Below expectations. Kimlun reported 3QFY19 results with revenue of RM336.1m (+3% QoQ, +28% YoY) and core earnings of RM12.4m (-8% QoQ, -21% YoY). This brings 9MFY19 core earnings to RM41.7m (+9% YoY). The core earnings accounted for 66% of our full year forecast (consensus: 69%) which is below expectations.
Deviations. The negative surprise was mainly due to lower GP margin and higher than expected operating expenses resulting from ramp up of operational scale.
QoQ. Core PATAMI decreased by 8% mainly due to lower margin in construction segment as GP margin contracted by 5.2ppts to 15.5% due to higher composition of lower margin projects during the quarter.
YoY. Core PATAMI declined by 21% despite a revenue growth of 28% due to lower GP margin of 8.5% (against 11.9% in 3QFY18) largely attributed to higher composition of lower margin projects for (i) its construction activities as well as (ii) sales orders for precast segment.

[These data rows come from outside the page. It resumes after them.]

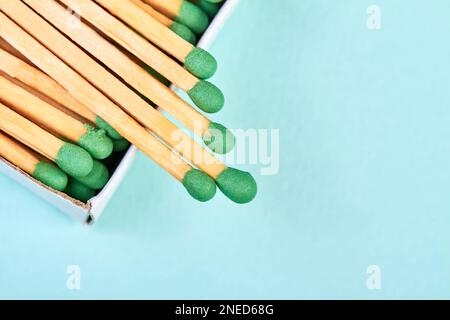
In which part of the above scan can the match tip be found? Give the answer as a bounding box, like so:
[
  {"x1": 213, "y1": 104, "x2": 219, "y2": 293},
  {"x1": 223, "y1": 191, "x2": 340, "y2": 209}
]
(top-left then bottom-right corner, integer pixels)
[
  {"x1": 55, "y1": 142, "x2": 94, "y2": 177},
  {"x1": 33, "y1": 161, "x2": 69, "y2": 191},
  {"x1": 74, "y1": 160, "x2": 109, "y2": 190},
  {"x1": 197, "y1": 0, "x2": 221, "y2": 19},
  {"x1": 183, "y1": 169, "x2": 217, "y2": 202},
  {"x1": 95, "y1": 116, "x2": 122, "y2": 139},
  {"x1": 169, "y1": 21, "x2": 197, "y2": 45},
  {"x1": 188, "y1": 80, "x2": 225, "y2": 113},
  {"x1": 175, "y1": 0, "x2": 209, "y2": 34},
  {"x1": 216, "y1": 168, "x2": 258, "y2": 204},
  {"x1": 78, "y1": 125, "x2": 113, "y2": 160},
  {"x1": 184, "y1": 47, "x2": 217, "y2": 79},
  {"x1": 64, "y1": 180, "x2": 95, "y2": 202},
  {"x1": 113, "y1": 139, "x2": 130, "y2": 152},
  {"x1": 202, "y1": 122, "x2": 236, "y2": 154}
]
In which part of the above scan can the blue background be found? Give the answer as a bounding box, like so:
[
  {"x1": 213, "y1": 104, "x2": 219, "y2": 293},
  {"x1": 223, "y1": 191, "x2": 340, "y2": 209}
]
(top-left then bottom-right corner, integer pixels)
[{"x1": 0, "y1": 0, "x2": 450, "y2": 299}]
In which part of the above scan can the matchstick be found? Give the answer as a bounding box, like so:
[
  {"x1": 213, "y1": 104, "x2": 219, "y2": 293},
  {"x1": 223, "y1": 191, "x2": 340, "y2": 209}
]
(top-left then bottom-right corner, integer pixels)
[
  {"x1": 0, "y1": 132, "x2": 68, "y2": 191},
  {"x1": 58, "y1": 0, "x2": 225, "y2": 113},
  {"x1": 7, "y1": 0, "x2": 226, "y2": 179},
  {"x1": 0, "y1": 13, "x2": 216, "y2": 201},
  {"x1": 189, "y1": 0, "x2": 220, "y2": 19},
  {"x1": 130, "y1": 0, "x2": 197, "y2": 45},
  {"x1": 72, "y1": 160, "x2": 109, "y2": 190},
  {"x1": 9, "y1": 0, "x2": 256, "y2": 199},
  {"x1": 0, "y1": 103, "x2": 93, "y2": 176},
  {"x1": 139, "y1": 0, "x2": 209, "y2": 34},
  {"x1": 94, "y1": 0, "x2": 217, "y2": 79},
  {"x1": 0, "y1": 76, "x2": 113, "y2": 159},
  {"x1": 25, "y1": 0, "x2": 234, "y2": 154},
  {"x1": 0, "y1": 49, "x2": 122, "y2": 139}
]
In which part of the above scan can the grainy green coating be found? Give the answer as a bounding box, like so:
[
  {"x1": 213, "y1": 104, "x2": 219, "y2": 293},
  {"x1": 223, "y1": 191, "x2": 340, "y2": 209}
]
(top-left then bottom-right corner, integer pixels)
[
  {"x1": 169, "y1": 21, "x2": 197, "y2": 44},
  {"x1": 188, "y1": 80, "x2": 225, "y2": 113},
  {"x1": 78, "y1": 125, "x2": 113, "y2": 160},
  {"x1": 55, "y1": 142, "x2": 94, "y2": 177},
  {"x1": 216, "y1": 168, "x2": 258, "y2": 204},
  {"x1": 203, "y1": 122, "x2": 236, "y2": 154},
  {"x1": 32, "y1": 161, "x2": 68, "y2": 191},
  {"x1": 183, "y1": 169, "x2": 217, "y2": 202},
  {"x1": 64, "y1": 179, "x2": 95, "y2": 203},
  {"x1": 184, "y1": 47, "x2": 217, "y2": 79}
]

YTD. Core PATAMI increased by 9% on the back of higher revenue contribution from construction and manufacturing segments.
Construction. Revenue grew by 34% YTD driven by higher revenue contribution from Pan Borneo Highway Sarawak (PBH) and an office tower project on higher percentage of completion. Kimlun has secured new construction contracts with total value of RM204m YTD. Its outstanding construction orderbook now stands at RM1.5bn, translating to a healthy cover ratio of 1.9x to FY18 construction revenue. We reckon Johor-based Kimlun is well positioned to secure jobs from the upcoming Rapid Transit System (RTS).
Manufacturing. Manufacturing segment recorded an impressive performance (revenue +76% YTD) due to higher revenue from MRT2 project and higher volume of quarry products supplied to the PBH. Kimlun’s manufacturing orderbook stands at RM240m, representing c.1.2x cover on FY18 manufacturing revenue. According to management, manufacturing job wins are expected to be in the range of RM80-120m. Going forward, the company intends to ride on Singapore’s infrastructure spending over the medium term with job wins likely to be driven by the extension of Singapore MRT rail network and North-South Corridor Expressway. Tender awards from these projects are likely to come in by FY20.
Forecast. Cut FY19 earnings by 10% to due to lower than projected margin but increase FY20/21 earnings by 2.1% and 1.6% after factoring in higher manufacturing job wins.
Maintain BUY, TP: RM1.40. Maintain BUY rating with lower TP of RM1.40 (from RM1.58). TP is pegged to 8x FY20 earnings. We like Kimlun for its execution capability and undemanding valuations.